871 if selected == "all":
--> 872 return transform(X)
873
874 X = atleast2d_or_csc(X, copy=copy)
/home/dukebody/Apps/Anaconda/lib/python2.7/site-packages/sklearn/preprocessing/data.pyc in _fit_transform(self, X)
1001 def _fit_transform(self, X):
1002 """Assumes X contains only categorical features."""
-> 1003 X = check_arrays(X, sparse_format='dense', dtype=np.int)[0]
1004 if np.any(X < 0):
1005 raise ValueError("X needs to contain only non-negative integers.")
/home/dukebody/Apps/Anaconda/lib/python2.7/site-packages/sklearn/utils/validation.pyc in check_arrays(*arrays, **options)
279 array = np.ascontiguousarray(array, dtype=dtype)
280 else:
--> 281 array = np.asarray(array, dtype=dtype)
282 if not allow_nans:
283 _assert_all_finite(array)
/home/dukebody/Apps/Anaconda/lib/python2.7/site-packages/numpy/core/numeric.pyc in asarray(a, dtype, order)
460
461 """
--> 462 return array(a, dtype, copy=False, order=order)
463
464 def asanyarray(a, dtype=None, order=None):
ValueError: invalid literal for long() with base 10: 'postgrados'
Notice IdVisita is the index here and numbers might not be all consecutive.
Any clues?
Your error here is that you are calling OneHotEncoder which from the docs
The input to this transformer should be a matrix of integers
but your df has a single column 'cat1' which is of dtype object which is in fact a String.
You should use LabelEcnoder:
In [13]:
le = preprocessing.LabelEncoder()
le.fit(df.dropna().values)
le.classes_
C:\WinPython-64bit-3.3.3.2\python-3.3.3.amd64\lib\site-packages\sklearn\preprocessing\label.py:108: DataConversionWarning: A column-vector y was passed when a 1d array was expected.
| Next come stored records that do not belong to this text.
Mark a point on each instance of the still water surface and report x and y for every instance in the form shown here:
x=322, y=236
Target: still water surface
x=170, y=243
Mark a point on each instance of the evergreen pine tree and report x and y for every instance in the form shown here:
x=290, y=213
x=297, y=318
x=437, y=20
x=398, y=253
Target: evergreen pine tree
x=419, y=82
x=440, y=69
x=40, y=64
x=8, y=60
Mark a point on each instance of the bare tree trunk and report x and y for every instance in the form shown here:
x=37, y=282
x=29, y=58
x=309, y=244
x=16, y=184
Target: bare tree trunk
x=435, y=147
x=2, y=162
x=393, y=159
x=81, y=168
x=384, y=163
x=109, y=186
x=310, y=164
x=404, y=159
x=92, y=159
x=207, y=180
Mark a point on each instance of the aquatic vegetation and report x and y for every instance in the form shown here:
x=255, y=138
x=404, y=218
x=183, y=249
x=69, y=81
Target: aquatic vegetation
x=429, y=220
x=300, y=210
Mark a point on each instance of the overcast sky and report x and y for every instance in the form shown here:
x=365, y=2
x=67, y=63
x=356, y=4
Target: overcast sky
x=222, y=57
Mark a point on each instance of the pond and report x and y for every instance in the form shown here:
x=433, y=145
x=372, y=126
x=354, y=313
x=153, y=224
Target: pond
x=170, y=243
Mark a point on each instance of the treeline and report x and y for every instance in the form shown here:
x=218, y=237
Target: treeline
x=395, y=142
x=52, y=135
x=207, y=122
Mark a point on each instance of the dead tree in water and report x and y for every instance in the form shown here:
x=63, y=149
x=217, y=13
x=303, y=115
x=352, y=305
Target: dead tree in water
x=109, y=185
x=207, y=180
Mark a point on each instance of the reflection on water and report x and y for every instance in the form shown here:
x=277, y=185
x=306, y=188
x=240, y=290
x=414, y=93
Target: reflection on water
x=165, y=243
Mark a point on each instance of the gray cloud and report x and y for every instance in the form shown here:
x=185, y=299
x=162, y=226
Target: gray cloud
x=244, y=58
Please change the shape of y to (n_samples, ), for example using ravel().
y = column_or_1d(y, warn=True)
Out[13]:
array(['Reescribe-medios-clases-online', 'eventos', 'grados', 'latam',
'postgrados'], dtype=object)
Note I had to drop the NaN row as this will introduce a mixed dtype which cannot be used for ordering e.g. float > str will not work
A simpler approach is to use DictVectorizer, which does the conversion to integer as well as the OneHotEncoding at the same step.
Using it with the argument DictVectorizer(sparse=False) allows getting a DataFrame after the fit_transform to keep working with Pandas.